Purification and partial characterization of a novel, non‐AT1, non‐AT2 binding site for angiotensins in the rat brain

Abstract

The structure of the novel, non‐AT1, non‐AT2 binding site for angiotensins (Ang) (Brain Res. 2007, 1143: 83) is still unknown. We used Sar1‐p‐benzoyl‐L‐Phe8‐Ang II to specifically photolabel this protein in rat brain membranes. Photolabeled membrane pellet extracts were resolved by 7.5% SDS‐PAGE. The radioactive peak in the "Total" binding samples was 75‐80 kDa with negligible amounts of radioactivity at this point in corresponding "Non‐specific" samples. Gel cuts from the radioactive band from the "Total" samples were combined and radioactivity was extracted. The molecular weight of the semipurified binding site was not altered by glycopeptidase‐F indicating that the protein is not N‐glycosylated. Neither GTPgammaS nor GppNHP (at 50 µM) alter Ang II binding affinity for the binding site suggesting that it is not a G protein‐coupled receptor.
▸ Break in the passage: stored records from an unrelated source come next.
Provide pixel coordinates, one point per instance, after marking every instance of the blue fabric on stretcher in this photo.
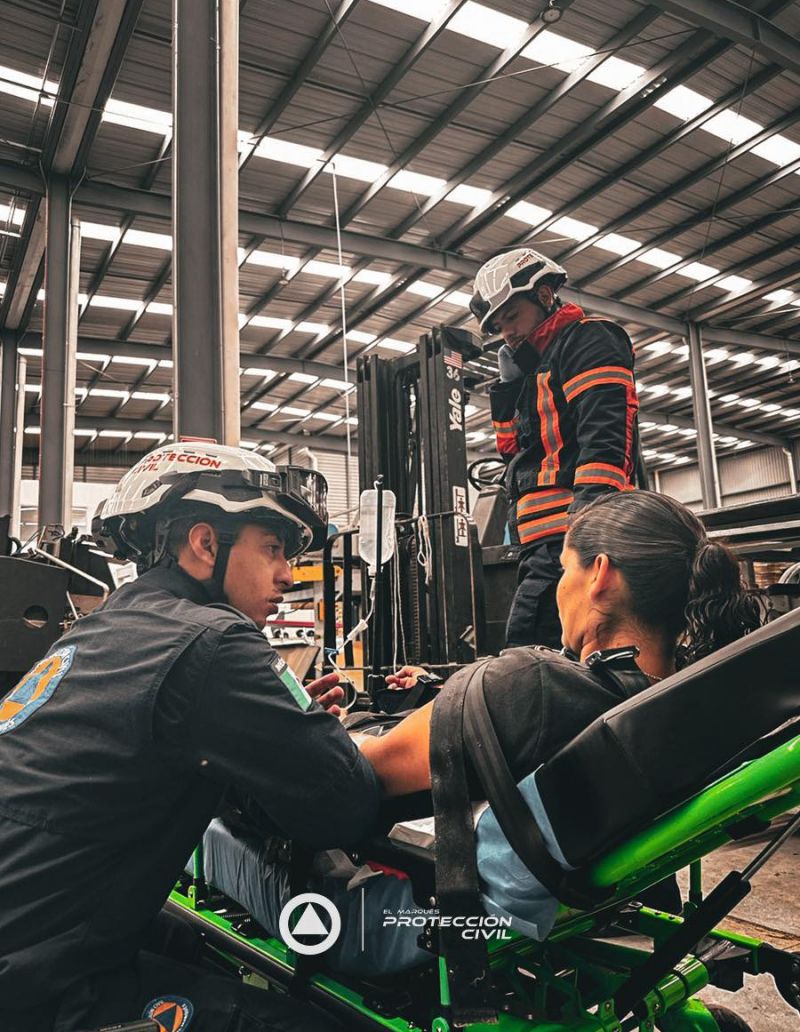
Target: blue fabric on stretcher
(237, 867)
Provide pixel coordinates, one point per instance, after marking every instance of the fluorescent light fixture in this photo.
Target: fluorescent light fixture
(554, 51)
(683, 103)
(424, 289)
(697, 270)
(373, 277)
(267, 322)
(138, 117)
(573, 228)
(615, 73)
(316, 328)
(142, 238)
(327, 268)
(150, 395)
(525, 212)
(108, 392)
(252, 371)
(488, 25)
(416, 183)
(391, 345)
(355, 168)
(130, 360)
(270, 260)
(119, 303)
(359, 336)
(617, 245)
(20, 84)
(659, 258)
(277, 149)
(470, 196)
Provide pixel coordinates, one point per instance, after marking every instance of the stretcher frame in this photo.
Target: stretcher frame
(573, 981)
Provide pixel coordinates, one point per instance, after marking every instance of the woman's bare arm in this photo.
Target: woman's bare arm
(401, 758)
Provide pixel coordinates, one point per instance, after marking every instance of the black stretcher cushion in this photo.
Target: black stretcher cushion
(658, 749)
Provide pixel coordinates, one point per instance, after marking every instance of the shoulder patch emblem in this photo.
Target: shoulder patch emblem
(35, 688)
(286, 676)
(171, 1013)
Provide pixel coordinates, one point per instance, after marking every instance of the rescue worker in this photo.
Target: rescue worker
(117, 748)
(564, 414)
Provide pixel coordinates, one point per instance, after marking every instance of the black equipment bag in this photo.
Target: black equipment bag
(654, 751)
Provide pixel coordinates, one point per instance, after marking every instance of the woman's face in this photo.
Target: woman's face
(573, 599)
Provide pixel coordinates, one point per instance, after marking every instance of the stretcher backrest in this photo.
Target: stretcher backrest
(656, 750)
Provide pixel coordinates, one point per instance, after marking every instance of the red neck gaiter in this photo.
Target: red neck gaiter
(545, 332)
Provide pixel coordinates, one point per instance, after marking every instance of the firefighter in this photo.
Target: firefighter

The semipurified, radio‐photolabeled binding site was applied for 2D gel electrophoresis. The isoelectric point of the binding site was ~ 7.0. Cyanogen bromide hydrolysis of the protein gave 2 bands: 25 & 12.5 kDa, suggesting that there are 3 or more Met residues in this protein. Mass‐spectroscopic analysis of these digests should provide a partial amino acid sequence, revealing whether this is a known protein with a novel functionality, or if it is a novel brain protein. Supported by the Peptide Radioiodination Service Center of the University of Mississippi.